After the 2016 election, Rosie O’Donnell, a vocal critic of Trump’s, reshared a video of the couple’s son, Barron, speculating about whether the then-10-year-old had autism. Melania talks at length throughout the memoir about her efforts to shield Barron from public security, and she cities this incident as “not only cruel and invasive but also unfounded.”

“There’s nothing shameful about autism (though O’Donnell’s tweet implied that there was), but Barron is not autistic,” Melania writes. She says the tweet, which O’Donnell apologized for a few days later, was “egregious,” “heartless,” and “careless.” “Barron’s experience of being bullied both online and in real life following the incident is a clear indication of the irreparable damage caused,” Melania writes. “No apology can undo the harm inflicted upon him.”

She goes on to talk about how she launched her Be Best campaign as First Lady in an effort to “address online safety and other critical issues affecting women and children.” The grammatically awkward slogan was intentional: “Its catchy, memorable, and unique nature set it apart.”
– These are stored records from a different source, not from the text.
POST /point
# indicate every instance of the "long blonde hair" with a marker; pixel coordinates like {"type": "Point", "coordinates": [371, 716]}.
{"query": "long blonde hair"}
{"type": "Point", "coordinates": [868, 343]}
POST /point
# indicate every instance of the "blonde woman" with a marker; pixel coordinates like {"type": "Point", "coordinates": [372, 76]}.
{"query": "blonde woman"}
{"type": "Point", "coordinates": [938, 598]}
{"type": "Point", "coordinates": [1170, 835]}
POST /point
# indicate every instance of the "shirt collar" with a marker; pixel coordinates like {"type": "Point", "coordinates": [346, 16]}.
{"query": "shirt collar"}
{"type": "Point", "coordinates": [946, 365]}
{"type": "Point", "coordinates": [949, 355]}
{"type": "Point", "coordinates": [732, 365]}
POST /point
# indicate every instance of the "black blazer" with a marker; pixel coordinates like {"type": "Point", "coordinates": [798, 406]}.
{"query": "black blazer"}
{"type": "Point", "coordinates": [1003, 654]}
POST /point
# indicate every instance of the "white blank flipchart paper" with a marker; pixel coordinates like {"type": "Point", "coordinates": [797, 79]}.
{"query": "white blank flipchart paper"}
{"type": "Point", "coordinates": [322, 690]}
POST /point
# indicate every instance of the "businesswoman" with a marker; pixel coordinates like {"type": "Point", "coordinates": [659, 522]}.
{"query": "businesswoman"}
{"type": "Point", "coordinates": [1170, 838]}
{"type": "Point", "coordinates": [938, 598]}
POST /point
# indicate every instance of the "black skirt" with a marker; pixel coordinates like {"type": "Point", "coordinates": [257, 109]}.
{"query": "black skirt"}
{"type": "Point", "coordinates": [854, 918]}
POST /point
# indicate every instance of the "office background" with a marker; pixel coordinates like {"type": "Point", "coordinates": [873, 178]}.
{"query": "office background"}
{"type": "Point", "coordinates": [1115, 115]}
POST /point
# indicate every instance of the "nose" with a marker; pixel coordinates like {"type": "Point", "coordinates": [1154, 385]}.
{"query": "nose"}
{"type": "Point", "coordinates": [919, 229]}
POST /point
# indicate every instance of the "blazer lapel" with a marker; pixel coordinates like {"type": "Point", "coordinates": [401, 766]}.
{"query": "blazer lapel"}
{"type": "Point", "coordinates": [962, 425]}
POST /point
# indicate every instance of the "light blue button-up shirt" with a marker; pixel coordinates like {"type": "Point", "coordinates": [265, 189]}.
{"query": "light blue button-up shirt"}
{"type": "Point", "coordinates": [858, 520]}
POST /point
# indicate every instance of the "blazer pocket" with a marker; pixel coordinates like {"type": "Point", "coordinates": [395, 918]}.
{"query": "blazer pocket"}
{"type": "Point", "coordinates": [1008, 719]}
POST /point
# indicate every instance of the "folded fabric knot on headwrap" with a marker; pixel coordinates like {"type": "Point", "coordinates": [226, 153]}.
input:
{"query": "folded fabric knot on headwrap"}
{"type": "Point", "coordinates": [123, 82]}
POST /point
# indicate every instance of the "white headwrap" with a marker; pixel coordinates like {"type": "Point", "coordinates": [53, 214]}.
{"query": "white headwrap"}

She believes trans women shouldn’t participate in women’s sports.

Wedged between lengthy passages on anti-police brutality protests and the time she and Trump tested positive for COVID, Melania devotes four paragraphs to transgender athletes. “Today, some groups attempt to impose their ideologies on everyone,” she begins, before launching into her thoughts on “when male-born athletes who identify as female compete against women.” She cites the “physical advantages” of male bodies, an argument that lacks any actual evidence.

She continues, “Some argue that the number of trans-athletes is low, but even one can upset the balance in a female league or tournament due to these physical advantages.” She also says the inclusion of trans athletes in sports could “collapse” another (cisgender) high-school athlete’s dreams of playing at a college level and be a “potential setback for equal pay in sports.” Again, she doesn’t provide any evidence or even an anecdotal story to support these claims. “As many of you know, I fully support the LGBTQIA+ community,” she writes. “But we must also ensure our female athletes are protected and respected.”